What Almost Famous can still teach us about music criticism
Cameron Crowe’s Oscar-winning, semi-autobiographical music drama plays as an entertaining, poignant testament to the value of criticism that still endures a quarter of a century later.
Image courtesy of Columbia/DreamWorks
Anyone who knows me knows I’m a hater. Ever since I was a kid, I’d constantly notice and complain about the smallest things that others had no problem with. My autistic hypersensitivities likely motivated a lot of this innate preternatural discomfort, but, on the flip side, it informed how seriously I took the things I loved. I’d consume, study, and ramble constantly about pop culture, but to help cohere and anchor my scrambled thoughts, I developed an intense, scholarly interest in writing about them. Even though I’m still sometimes skeptical about expressing a strong opinion on a film or an album, especially around friends or strangers who seem much more inclined to be generous and flattering, I’ve come to embrace hating as a valuable, alternative form of enthusiasm. To me, there’s actually a lot of joy in having an outlet to shit-talk and properly process, contextualize, articulate, and document my feelings about whatever I’m watching or listening to. Even if I don’t necessarily like or agree with the execution, critique helps me stay more present with a work of art by considering all the elements that went into making it.
That’s something I feel most people misunderstand about criticism. While some critics are certainly capable of indulging in contrarian viewpoints, most aren’t simply trying to dismiss or lambast for the sake of it. They just care so deeply and are so passionate about the mediums they love that they’re willing to hold them to a higher standard. This is also precisely why I love Cameron Crowe’s Almost Famous, which was nominated for three Oscars and rightfully won Best Original Screenplay. In basing the film’s plot on his experience as a teen reporter for Rolling Stone in the ‘70s, Crowe recognized the importance of the artist-critic relationship and how one can’t exist without the other, despite their clashing ideologies. Having worked as both a critic and filmmaker over the past several years, I’ve found Almost Famous to be particularly effective in the way it captures the complexity of writing about people who fear scrutiny due to how much their success rests on the way their work is perceived.
Such an experience feels especially relevant to the time we’re living in, in which people have become increasingly hostile and incurious towards criticism. Stan culture has completely dominated and distorted how we consume and discuss entertainment now. In the music world specifically, stans have gone so far as to harass and dox critics for not writing effusive enough reviews for albums by their faves (I encountered the former first-hand after panning Kesha’s Period last year). And with greater access to interact with their followers, musicians and artists have more leeway than ever to hound critics for not loving their work, to corral their fans to dogpile on them, and to even question the need for criticism altogether. It was especially maddening seeing Alaina Moore from Tennis, a band whose work I’ve enjoyed and whose final album I reviewed for Paste (positively, mind you), post on Instagram about her confusion as to why I said it wasn’t as good as a previous album of theirs that Paste had given a lower rating, despite the fact that a different writer wrote that review.

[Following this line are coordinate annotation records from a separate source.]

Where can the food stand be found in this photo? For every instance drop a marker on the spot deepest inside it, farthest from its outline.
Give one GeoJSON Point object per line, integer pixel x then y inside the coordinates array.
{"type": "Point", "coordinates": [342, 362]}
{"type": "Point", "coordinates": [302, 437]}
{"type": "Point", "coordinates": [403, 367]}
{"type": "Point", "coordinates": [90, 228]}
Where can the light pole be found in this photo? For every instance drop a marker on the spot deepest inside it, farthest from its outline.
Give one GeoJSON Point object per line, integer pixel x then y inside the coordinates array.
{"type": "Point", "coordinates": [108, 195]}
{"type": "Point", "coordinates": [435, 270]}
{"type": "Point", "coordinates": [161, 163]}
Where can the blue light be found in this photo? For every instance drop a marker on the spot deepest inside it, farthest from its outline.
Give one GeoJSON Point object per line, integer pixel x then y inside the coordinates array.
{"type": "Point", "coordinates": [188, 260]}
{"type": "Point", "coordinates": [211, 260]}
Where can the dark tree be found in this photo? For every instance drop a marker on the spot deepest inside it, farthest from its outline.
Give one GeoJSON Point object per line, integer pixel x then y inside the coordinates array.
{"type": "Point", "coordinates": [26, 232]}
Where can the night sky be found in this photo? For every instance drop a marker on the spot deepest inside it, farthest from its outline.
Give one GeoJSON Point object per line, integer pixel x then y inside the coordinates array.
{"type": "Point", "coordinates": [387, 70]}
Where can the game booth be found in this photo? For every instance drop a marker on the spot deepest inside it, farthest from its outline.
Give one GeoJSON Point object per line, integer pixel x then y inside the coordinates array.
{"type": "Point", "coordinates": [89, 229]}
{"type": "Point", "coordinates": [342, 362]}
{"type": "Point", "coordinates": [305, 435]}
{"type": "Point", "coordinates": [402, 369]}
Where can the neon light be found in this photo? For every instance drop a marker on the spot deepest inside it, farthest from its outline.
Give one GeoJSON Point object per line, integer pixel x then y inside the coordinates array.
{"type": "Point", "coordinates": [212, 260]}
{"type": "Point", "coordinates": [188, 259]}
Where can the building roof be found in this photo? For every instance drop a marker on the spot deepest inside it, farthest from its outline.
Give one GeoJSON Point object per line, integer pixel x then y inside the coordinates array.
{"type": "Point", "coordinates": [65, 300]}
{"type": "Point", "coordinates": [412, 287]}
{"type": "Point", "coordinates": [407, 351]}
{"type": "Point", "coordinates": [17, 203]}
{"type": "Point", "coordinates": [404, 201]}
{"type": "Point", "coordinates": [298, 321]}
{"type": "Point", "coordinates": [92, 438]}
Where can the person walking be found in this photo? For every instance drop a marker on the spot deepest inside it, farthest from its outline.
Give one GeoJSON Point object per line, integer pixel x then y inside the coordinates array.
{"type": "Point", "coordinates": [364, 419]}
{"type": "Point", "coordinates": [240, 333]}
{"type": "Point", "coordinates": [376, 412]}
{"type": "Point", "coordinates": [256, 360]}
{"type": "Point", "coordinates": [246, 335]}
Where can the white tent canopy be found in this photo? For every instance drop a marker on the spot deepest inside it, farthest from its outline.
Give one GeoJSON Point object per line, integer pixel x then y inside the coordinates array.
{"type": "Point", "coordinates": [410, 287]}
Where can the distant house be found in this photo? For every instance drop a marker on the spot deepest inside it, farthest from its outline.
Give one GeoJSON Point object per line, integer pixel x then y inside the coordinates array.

In addition to stan culture, this wave of depressingly common, exasperatingly narrow-minded antagonism toward criticism can be chalked up to declining media literacy, a preciousness around the arts as our industries conglomerate and our government defund creative institutions, and a defensive response to the Blog Era’s punching down. Consequently, critics have gone softer in their reviews and outlets like the very one Almost Famous depicts have become guilty of catering to the egos of the artists they write about. It’s a shame, considering that music critics have been largely and crucially responsible for helping me discover albums I hadn’t considered, deepen my admiration for ones I already loved, and validate my ire around ones I loathed. This is why Almost Famous remains such an important text: it is an earnest, loving ode to both the intellectual and emotional appreciation of music, which Crowe brings to vivid life with an equally entertaining and moving narrative.